Koca iki yıl boyunca kendisini fark etmesi için yaptığı şeyler doluştu aklına. Yaptığı o kadar şeyde onunla muhatap olmayan çocuğun şimdi şu sikik durumda onunla muhatap olması canını yakıyordu. Gülüşünün sebebi olmak istediği çocuğun karnındaki morluklarına sebep olmuştu. En çok da bu yaralıyordu ya canını. Hakkı yoktu belki ama söz geçiremiyordu kalbine.

Onunla kurduğu ama onun haberdar olmadığı hayallerini düşündü. Bunlar imkansızdı. En küçük olasılığı yoktu onun nazarında. Onun bir kadınla evlenip, soylarını devam ettirmesi lazımdı.

"Y-yok öyle bir şey! Saçmalama "

"Kekeliyorsun? Ciddi ciddi aşık oldun şu ibneye! " Dişlerini sıktı. Elleri kalçasının yanına yumruk olurken sakin kalmaya çalıştı.

"İbne demeyi kes artık!" Sinirle bağırması ile karşısındaki çocuk irkilmişti. Gülüşünü kesti. Birden ciddileşen ortam ile ikilinin vücutları gerildi. Bazen gerçekten nerede olduklarını unutuyorlardı. Konaktaki seslerin fazla olması miranın bağırtısını bastırmıştı. Düğün hazırlığı ile ilgilenen konak sakinlerinin işleri başlarından aşkındı sonuçta.

"Anlamıyorsun? Seviyorsun biliyorum. Ama baban bunu duyarsa ölürsün miran! O çocuk kurtulur ama sen ölürsün. Acımaz sana. Tek oğlu da değilsin, biliyorsun. Artık ona göre senin yaşaman için bir neden kalmaz. "

Hak verdi Fırat'a. İstemedi ama hak verdi. Babasına göre onun bu konaktaki varlığının tek gayesi şirketin başına geçmek, soylarının devamını sağlamaktı. Eğer eşcinsel olduğunu babası duyarsa olacakları o bile kestiremiyordu.

Çok katı bir adamdı. Eşcinsel bireylerin ölmesi gerektiğini düşünen, onların hastalıklı bireyler olup bu hastalığı saçtıklarını düşünüyordu. Geri kafalıydı. Dediğim dedik bir kişiliğe sahipti.

"B-ben.... biliyorum. Ama sende beni anla Fırat! Seviyorum amına koyayım. İnsan sevdiğinin canını yakar mı? Ben yaktım işte!"

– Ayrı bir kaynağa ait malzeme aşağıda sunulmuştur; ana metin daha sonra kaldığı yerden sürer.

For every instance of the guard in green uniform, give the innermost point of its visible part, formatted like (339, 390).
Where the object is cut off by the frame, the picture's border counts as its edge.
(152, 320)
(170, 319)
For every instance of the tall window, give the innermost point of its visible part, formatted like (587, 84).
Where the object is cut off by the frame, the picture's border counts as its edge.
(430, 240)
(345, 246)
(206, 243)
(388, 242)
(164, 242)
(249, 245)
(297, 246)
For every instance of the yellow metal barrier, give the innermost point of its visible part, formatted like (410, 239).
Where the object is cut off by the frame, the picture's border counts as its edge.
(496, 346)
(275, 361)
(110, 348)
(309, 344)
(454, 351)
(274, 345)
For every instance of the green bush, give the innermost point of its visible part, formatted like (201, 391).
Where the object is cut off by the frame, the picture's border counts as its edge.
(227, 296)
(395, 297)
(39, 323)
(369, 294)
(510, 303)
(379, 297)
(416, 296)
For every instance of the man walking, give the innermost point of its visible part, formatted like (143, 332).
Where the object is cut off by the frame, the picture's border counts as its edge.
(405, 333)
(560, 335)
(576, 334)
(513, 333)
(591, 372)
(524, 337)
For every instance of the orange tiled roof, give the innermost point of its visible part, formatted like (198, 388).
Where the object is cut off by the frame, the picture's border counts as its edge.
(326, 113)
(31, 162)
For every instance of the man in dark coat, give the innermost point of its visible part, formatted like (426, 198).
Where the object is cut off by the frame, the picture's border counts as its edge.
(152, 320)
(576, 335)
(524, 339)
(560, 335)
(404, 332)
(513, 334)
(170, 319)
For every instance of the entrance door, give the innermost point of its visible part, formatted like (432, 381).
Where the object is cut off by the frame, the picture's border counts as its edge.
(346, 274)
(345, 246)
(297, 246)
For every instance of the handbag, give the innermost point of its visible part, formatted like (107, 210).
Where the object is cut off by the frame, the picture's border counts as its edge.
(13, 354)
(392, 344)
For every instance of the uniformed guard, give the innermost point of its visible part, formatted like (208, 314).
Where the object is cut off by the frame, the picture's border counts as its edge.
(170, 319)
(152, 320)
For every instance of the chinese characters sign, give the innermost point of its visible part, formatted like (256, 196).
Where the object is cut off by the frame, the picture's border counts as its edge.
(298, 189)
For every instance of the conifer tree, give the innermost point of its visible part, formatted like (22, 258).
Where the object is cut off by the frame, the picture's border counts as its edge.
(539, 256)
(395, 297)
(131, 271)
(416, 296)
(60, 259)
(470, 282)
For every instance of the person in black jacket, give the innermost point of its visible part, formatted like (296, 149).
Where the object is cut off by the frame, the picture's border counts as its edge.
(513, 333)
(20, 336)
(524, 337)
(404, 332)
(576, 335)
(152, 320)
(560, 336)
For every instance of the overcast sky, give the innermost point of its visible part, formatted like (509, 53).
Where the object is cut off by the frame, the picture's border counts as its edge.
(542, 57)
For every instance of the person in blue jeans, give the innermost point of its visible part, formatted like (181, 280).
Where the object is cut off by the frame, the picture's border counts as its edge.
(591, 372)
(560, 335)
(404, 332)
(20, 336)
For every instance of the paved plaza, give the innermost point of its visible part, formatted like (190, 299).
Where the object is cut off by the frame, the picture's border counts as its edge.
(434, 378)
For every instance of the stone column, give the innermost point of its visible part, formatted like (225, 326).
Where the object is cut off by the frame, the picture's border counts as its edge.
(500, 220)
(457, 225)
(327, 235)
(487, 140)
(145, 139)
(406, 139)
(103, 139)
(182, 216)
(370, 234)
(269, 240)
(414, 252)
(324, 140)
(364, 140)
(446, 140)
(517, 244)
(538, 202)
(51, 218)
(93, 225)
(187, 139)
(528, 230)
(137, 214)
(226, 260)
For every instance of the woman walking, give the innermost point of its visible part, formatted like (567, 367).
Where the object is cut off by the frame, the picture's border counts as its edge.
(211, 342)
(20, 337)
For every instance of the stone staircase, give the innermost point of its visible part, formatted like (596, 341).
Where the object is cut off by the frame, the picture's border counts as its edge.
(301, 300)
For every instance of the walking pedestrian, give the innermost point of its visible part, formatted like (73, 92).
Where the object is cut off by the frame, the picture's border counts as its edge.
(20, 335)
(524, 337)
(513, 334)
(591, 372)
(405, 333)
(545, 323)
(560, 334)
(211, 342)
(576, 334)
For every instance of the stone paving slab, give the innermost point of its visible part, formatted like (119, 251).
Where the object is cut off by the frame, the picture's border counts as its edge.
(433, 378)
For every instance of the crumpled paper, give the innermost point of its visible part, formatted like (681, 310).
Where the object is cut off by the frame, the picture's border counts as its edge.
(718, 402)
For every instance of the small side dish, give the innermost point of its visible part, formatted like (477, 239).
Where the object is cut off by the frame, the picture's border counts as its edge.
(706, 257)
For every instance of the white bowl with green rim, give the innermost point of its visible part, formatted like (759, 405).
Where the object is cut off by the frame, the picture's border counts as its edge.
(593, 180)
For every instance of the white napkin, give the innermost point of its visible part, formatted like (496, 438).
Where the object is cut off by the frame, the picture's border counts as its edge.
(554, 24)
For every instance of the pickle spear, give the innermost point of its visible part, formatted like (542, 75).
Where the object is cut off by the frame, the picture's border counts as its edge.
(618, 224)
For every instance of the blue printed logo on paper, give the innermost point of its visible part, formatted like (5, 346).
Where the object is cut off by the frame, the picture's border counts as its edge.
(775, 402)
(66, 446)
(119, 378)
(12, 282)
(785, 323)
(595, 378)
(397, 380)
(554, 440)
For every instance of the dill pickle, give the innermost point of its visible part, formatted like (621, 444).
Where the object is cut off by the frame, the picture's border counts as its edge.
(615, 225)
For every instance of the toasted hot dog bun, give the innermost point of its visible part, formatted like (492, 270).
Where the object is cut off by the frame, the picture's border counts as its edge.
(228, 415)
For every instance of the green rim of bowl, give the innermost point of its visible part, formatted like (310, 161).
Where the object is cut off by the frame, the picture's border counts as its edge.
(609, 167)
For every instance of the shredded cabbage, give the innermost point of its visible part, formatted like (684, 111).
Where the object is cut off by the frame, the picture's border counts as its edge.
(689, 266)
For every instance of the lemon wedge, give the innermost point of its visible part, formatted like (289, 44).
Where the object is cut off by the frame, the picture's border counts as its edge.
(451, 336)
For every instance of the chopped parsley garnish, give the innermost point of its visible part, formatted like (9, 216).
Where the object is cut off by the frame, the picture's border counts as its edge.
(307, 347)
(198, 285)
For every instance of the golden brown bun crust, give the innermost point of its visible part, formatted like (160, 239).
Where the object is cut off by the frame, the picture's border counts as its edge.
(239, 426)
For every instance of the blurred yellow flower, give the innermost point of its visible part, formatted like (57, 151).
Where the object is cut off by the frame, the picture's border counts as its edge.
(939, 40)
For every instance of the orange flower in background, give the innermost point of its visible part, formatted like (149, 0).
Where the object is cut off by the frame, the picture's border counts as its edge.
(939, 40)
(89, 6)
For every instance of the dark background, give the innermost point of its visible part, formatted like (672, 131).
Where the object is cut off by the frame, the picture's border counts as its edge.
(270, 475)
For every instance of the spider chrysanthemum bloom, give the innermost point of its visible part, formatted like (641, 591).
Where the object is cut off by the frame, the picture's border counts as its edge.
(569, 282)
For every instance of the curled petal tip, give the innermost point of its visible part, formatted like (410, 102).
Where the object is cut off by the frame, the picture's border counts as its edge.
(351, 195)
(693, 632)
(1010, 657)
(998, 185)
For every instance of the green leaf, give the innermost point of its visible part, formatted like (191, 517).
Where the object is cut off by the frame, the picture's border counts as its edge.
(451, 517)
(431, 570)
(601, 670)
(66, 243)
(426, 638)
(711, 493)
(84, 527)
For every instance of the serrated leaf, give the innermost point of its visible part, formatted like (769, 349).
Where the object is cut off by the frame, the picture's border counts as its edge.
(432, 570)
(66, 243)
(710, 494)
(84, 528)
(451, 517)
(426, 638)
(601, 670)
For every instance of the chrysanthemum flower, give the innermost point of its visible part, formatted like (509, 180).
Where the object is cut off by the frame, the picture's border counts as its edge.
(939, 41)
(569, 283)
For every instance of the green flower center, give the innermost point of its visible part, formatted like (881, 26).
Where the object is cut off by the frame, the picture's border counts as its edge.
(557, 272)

Arkadaşının bu haline üzgün bir bakış gönderdi. İğrenmesi lazımdı. Sende mi o ibnelerden oldun demeliydi. Arkadaşını uyarmalı ve o çocuktan uzaklaştırması lazımdı. O bu işleri bilmezdi. O çocukların bu dayakları halen hak ettiğini düşünüyordu.

"Bak miran. Seni anlamak istemesem de anlıyorum. Ben bilmem aşk meşk işlerini. Ve halen ibneliğin bir hastalık olduğunu düşünüyorum. Kimse beni bu fikirden caydıramaz. Ama bu çocukla olman imkansız. O kadar şeyin ardından o seni kabul etmez zaten! Bundan önce nasıl yaptıysan öyle yap! artık sevgini kalbine göm. Onunla olmanız imkansız"

Fırat'ın acı ama gerçek olan sözleri ile yutkundu. Boğazı kuruduğu için gelen bu yutkunmayı zar zor kabul etmişti.

"Ve bundan sonra o çocukla aynı yerde bulunmamaya dikkat et! Beni kötü biri olarak görebilirsin ama senin iyiliğini düşünüyorum. " Fırat son sözlerini söyledikten sonra hızlı adımlar ile odayı terk etti. O son sözünü söylemişti. Ciddiye alıp almamak mirana kalmıştı.

Ayakları kendini taşıyamazken sırtını duvara verip yere çöktü.

Canı acıyordu. Öyle fiziksel bir acı değildi bu, ruhu göğüs kafesini zorluyor gibiydi. Kalbinin parçalandığını hissediyor,sanki kalbi göğüs kafesini zorlayıp dışarı çıkmayı bekliyordu.

Gözleri acı ile dolarken bi inleme çıktı ağzından. Mutsuz hissediyordu. Sanki hiç mutlu olamayacak gibiydi. Pişmandı.... hiç olmadığı kadar pişmandı.

Bir yıl önce söyleseydi sevdiğini. Anlatsaydı ona, açsaydı kalbini, bir şansı olabilir miydi? Söyleyemediği şeyler parçalıyordu onu.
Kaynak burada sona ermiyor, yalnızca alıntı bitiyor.